16: Did it start out this way, or did it start as email?
It started of that way and one of the first applications built on top of it as being a document oriented database was email. So it is email and that's one of its top applications, but it's just another application in the Lotus Notes stack. But Lotus also has all these other applications so you can do bug tracking and customer reports and CRM type stuff and it's used extensively by a lot of companies for that sort of thing.
17: So would you say that this document database concept, this has been around for some time with Lotus Notes, this has been available in other products, or it seams to be becoming popular with CouchDB.
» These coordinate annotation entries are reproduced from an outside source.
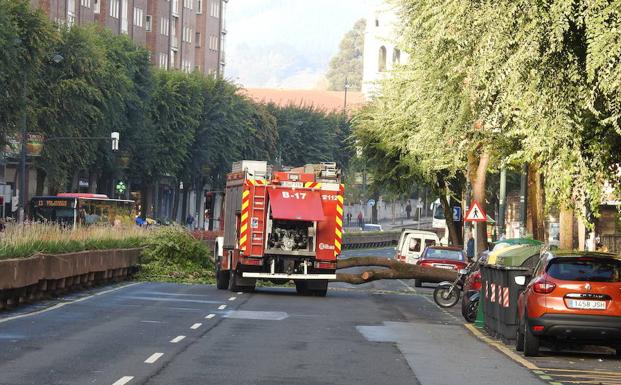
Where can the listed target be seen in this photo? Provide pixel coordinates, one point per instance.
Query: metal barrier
(500, 295)
(366, 241)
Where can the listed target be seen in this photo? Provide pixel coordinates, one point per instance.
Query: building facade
(381, 49)
(185, 35)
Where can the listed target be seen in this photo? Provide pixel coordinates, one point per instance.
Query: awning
(297, 205)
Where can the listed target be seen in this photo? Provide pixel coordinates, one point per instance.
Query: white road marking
(176, 339)
(58, 306)
(123, 380)
(154, 357)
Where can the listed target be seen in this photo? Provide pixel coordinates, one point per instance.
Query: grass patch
(173, 255)
(21, 241)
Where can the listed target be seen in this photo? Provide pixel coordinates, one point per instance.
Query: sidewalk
(449, 354)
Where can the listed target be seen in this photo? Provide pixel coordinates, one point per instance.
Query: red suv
(573, 297)
(443, 257)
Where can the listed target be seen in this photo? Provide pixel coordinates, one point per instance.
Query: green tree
(346, 66)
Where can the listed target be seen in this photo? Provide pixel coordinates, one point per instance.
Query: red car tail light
(543, 287)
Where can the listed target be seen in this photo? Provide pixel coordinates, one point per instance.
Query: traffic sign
(476, 213)
(456, 213)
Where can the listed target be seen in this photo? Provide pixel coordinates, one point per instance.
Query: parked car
(443, 257)
(572, 297)
(412, 243)
(371, 227)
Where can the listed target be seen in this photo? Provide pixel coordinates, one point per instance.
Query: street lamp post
(23, 193)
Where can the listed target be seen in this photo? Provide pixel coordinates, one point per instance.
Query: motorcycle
(470, 305)
(447, 294)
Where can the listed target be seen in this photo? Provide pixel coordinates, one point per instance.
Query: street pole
(502, 201)
(23, 194)
(523, 199)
Exchange wanted to be something like that a long time ago, they had the Exchange server, they had this concept with shared folders where you were supposed to build the applications on that. And that never really worked out, nobody really used it for that, so there have been other attempts to build things like that and then of course anything on the web like a SharePoint works very much like Lotus Notes, but it's a single instance web server of Lotus Notes and you use your browser client, but it's still doing a lot of the same things, it still is very document oriented type of environment. So there have been other things but Lotus Notes is in my mind the only thing that really got it right. Even though it got a whole lot wrong, in addition to that. I always thought that Lotus Notes was still kind of unique in the market place and that is why I really wanted to build CouchDB because I thought that that model had been under appreciated and under explored.
18: You want to bring that document model to the open source. It seams to be a lot of other paradigms for databases as a competition to a relational databases like Google's BigTable. What do you think about that?
BigTable - I don't really quite get the benefits of it, other than scalability. I definitely see the benefits in that way but for most applications that people want to build, they don't need that sort of scalability. It's kind of a limited platform but I haven't actually used it, so I don't know, I just read some of the complaints.
19: Do you see it as an alternative to a document based concept or do you see it as a different model do you think?
I do think it's a different model, they don't have the same view model. The really key to CouchDB is the view model where you can create these views that are generated to index all your data. And BigTable is just this big key- value table store and not really sure that's powerful enough to build interesting applications.